Individuals afflicted with autoimmune conditions like lupus or rheumatoid arthritis similarly exhibit HERV-K Env on their cellular surfaces. Certain theories posit that the immune system perceives these anomalous proteins as threats, mimicking a viral assault. In response, B cells produce antibodies directed against HERV-K Env proteins, much like in genuine infections.
“Deciphering antibody recognition of these proteins was daunting due to the absence of structural data and limited availability of effective antibodies,” Saphire observed.
To address this, the LJI researchers developed a comprehensive set of antibodies, illuminating how the immune response engages the protein’s diverse subunits across its conformational states. With this knowledge, scientists can explore interventions to halt detrimental inflammatory responses.

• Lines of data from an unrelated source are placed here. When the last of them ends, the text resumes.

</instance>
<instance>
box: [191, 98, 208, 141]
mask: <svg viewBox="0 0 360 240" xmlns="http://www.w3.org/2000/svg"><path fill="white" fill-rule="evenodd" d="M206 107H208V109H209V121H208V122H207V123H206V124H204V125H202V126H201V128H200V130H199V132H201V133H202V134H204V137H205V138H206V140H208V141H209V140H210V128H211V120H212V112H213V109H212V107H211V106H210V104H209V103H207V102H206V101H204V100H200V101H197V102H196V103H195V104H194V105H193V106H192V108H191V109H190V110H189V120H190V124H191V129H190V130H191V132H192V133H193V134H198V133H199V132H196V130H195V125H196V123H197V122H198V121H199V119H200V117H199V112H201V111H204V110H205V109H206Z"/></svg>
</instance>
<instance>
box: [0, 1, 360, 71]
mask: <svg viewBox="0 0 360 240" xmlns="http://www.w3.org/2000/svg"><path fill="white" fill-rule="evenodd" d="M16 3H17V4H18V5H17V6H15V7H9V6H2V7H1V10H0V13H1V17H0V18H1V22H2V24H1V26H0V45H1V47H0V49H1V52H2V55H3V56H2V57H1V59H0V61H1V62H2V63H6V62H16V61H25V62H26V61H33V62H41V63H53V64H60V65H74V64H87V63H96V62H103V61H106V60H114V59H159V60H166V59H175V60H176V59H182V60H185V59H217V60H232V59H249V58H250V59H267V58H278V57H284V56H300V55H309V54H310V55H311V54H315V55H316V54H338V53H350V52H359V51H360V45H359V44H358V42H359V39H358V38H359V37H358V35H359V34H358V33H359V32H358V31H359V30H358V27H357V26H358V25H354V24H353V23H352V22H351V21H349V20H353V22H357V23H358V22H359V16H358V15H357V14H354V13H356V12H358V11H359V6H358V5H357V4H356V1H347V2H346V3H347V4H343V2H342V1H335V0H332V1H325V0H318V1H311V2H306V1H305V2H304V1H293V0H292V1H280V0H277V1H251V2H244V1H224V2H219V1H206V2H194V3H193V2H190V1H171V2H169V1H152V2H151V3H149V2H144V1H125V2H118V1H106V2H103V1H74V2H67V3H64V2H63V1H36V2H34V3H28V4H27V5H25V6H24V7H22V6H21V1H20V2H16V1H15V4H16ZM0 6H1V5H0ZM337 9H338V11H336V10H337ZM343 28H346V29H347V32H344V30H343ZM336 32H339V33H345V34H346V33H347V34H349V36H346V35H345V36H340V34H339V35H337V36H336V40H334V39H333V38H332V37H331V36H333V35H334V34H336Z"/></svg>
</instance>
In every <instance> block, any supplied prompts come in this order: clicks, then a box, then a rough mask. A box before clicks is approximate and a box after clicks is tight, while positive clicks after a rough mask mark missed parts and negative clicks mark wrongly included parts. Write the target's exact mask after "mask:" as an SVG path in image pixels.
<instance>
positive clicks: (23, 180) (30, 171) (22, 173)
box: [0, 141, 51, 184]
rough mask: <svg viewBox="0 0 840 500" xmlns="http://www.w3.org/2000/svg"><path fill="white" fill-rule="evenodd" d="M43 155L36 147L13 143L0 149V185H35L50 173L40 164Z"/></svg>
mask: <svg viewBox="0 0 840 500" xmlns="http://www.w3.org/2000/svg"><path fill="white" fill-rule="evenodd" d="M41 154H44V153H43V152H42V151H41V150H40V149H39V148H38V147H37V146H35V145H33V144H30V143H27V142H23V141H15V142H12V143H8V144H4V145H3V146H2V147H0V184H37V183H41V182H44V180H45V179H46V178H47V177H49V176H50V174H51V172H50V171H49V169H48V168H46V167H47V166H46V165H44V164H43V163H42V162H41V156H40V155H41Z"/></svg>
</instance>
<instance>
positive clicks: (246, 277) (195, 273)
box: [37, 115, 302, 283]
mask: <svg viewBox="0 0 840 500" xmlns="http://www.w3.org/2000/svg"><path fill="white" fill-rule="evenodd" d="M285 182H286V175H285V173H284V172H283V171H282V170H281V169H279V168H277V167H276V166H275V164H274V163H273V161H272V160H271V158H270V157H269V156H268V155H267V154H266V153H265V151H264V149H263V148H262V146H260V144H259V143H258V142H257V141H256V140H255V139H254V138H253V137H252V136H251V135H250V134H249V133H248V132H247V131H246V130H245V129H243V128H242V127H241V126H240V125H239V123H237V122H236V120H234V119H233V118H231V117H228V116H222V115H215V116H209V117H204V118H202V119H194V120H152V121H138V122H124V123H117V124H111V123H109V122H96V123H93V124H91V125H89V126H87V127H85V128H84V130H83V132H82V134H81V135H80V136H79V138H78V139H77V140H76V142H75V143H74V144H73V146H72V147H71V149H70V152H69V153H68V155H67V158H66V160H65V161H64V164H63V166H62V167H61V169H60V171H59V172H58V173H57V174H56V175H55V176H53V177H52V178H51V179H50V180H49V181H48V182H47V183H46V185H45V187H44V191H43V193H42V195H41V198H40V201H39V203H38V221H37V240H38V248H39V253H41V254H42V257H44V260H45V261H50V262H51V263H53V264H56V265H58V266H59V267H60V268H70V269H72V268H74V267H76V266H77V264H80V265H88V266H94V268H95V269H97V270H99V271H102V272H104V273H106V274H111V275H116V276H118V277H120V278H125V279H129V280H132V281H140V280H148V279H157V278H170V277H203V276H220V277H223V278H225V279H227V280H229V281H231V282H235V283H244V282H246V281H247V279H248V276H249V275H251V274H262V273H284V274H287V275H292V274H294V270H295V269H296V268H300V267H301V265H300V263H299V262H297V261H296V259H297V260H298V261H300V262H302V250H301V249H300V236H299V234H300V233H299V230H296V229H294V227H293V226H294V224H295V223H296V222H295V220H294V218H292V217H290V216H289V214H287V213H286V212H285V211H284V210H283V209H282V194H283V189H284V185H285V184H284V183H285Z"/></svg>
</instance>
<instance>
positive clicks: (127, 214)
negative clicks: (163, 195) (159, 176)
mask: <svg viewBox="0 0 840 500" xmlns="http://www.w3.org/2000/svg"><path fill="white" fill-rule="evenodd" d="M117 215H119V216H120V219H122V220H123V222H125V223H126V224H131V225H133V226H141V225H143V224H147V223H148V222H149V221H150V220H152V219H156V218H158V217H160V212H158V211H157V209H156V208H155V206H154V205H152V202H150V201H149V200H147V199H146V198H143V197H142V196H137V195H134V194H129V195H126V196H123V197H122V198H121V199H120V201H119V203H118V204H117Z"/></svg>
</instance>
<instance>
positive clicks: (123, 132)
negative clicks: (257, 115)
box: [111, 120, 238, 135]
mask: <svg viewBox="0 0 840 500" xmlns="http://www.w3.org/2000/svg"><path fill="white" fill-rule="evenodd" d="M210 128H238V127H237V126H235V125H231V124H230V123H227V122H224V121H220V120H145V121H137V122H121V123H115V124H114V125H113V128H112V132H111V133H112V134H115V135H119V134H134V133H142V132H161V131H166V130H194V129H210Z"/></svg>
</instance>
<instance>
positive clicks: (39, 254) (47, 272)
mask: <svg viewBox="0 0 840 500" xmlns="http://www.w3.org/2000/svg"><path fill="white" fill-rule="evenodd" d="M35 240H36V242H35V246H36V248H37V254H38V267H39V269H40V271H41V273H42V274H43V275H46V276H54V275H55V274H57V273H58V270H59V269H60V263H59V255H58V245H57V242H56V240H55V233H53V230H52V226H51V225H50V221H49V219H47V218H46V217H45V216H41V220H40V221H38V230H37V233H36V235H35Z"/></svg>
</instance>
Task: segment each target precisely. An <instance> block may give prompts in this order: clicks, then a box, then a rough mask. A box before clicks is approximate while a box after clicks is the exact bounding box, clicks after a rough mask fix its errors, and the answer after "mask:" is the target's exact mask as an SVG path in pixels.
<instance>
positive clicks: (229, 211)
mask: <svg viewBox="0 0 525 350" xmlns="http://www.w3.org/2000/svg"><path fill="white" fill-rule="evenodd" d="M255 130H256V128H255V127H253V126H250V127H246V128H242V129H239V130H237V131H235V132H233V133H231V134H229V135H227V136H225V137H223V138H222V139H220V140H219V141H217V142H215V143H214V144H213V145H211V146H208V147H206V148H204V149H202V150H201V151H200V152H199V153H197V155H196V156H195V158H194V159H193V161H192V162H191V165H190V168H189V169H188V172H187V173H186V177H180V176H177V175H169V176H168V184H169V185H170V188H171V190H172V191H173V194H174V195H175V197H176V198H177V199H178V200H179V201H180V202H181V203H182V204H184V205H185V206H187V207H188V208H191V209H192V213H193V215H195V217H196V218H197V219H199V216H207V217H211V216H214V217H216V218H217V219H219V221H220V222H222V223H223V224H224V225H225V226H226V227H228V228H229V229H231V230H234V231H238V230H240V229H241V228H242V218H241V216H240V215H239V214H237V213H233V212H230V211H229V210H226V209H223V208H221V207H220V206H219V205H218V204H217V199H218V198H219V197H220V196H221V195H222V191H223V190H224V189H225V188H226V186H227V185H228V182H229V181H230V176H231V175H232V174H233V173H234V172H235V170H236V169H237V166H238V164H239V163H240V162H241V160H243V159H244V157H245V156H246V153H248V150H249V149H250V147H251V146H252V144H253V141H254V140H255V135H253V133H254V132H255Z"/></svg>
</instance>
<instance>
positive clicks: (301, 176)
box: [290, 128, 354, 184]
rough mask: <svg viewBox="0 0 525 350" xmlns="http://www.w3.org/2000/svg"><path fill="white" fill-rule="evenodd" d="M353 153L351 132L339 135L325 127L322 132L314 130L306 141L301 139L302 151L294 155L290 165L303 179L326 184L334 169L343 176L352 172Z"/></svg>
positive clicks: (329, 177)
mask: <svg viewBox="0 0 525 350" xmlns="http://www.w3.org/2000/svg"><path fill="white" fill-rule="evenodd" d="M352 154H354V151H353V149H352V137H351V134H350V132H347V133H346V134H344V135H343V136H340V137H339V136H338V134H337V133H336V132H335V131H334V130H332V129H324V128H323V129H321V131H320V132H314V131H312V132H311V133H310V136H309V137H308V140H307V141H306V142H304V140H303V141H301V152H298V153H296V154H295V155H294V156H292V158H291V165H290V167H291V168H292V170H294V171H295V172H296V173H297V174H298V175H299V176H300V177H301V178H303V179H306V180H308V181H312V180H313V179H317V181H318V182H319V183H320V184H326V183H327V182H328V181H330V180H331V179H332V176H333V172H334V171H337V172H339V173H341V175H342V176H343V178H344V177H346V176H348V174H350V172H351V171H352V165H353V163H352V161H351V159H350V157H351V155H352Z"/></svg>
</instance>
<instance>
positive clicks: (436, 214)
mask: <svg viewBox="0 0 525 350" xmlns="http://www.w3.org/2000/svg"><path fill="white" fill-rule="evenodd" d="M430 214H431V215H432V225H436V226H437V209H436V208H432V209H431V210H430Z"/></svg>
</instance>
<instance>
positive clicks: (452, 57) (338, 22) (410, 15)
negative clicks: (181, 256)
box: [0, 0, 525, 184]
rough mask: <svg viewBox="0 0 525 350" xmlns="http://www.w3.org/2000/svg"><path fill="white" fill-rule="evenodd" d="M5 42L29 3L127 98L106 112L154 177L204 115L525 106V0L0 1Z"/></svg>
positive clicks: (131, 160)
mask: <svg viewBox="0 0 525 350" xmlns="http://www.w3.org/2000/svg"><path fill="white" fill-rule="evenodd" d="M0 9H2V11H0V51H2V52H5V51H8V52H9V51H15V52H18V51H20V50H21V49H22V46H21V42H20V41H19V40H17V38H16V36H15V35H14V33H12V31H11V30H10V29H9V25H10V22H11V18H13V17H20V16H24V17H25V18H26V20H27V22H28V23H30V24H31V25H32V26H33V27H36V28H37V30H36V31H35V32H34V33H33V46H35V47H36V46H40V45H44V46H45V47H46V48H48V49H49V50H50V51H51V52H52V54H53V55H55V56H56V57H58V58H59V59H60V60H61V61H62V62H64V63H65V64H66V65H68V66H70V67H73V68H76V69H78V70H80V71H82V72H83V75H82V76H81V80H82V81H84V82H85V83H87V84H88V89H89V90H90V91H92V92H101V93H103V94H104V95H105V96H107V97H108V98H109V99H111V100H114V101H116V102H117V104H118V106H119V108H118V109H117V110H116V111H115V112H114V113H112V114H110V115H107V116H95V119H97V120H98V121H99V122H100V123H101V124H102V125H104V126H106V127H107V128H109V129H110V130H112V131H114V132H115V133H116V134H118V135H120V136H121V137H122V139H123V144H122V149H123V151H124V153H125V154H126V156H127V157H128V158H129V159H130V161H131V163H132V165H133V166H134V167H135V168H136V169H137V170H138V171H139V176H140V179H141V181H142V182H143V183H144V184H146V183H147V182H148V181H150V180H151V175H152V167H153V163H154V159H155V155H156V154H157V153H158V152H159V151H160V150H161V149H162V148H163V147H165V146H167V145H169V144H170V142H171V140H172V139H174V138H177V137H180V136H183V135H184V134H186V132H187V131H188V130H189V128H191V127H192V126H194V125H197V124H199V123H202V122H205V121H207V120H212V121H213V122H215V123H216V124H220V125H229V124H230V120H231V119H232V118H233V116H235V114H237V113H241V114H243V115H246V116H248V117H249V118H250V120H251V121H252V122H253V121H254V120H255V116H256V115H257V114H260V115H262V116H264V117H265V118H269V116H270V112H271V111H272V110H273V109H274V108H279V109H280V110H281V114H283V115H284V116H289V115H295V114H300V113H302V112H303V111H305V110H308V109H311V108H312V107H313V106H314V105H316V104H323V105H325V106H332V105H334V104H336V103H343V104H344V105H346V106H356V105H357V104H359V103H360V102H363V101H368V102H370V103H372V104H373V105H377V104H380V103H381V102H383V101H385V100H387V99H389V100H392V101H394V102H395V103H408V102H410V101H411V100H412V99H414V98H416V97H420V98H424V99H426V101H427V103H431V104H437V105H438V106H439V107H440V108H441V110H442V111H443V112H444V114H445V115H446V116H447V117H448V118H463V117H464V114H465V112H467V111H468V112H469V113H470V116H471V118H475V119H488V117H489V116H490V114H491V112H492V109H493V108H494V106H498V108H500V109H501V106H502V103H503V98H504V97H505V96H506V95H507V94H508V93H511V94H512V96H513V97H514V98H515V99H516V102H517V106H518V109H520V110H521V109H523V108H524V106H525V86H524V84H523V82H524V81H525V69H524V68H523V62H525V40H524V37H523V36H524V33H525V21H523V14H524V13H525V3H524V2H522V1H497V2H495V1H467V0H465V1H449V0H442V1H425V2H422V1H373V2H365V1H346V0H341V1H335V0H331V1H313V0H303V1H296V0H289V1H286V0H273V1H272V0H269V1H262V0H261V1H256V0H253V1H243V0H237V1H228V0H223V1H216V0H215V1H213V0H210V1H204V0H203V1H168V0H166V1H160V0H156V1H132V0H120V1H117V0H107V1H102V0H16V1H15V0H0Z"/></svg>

Furthermore, the team evaluated the potential of these antibodies as diagnostic agents for various autoimmune disorders. They applied the antibodies to patient samples from rheumatoid arthritis and lupus cases, successfully identifying HERV-K Env on neutrophils—immune cells implicated in inflammation—after labeling the antibodies with fluorescent markers.
“These antibodies highlighted abnormal HERV expression on neutrophils from patients with rheumatoid arthritis and lupus, but not from healthy individuals,” Saphire reported.
Scientific curiosity surrounding HERVs is surging, with researchers uncovering its involvement in an expanding roster of diseases. “We have the flexibility to investigate any disease of interest via this pathway,” Shek commented.
These endeavors hold promise for enhancing patient care and deepening our grasp of human biology. Ultimately, each of us carries a viral legacy. The moment has arrived to explore and embrace this integral aspect of our identity.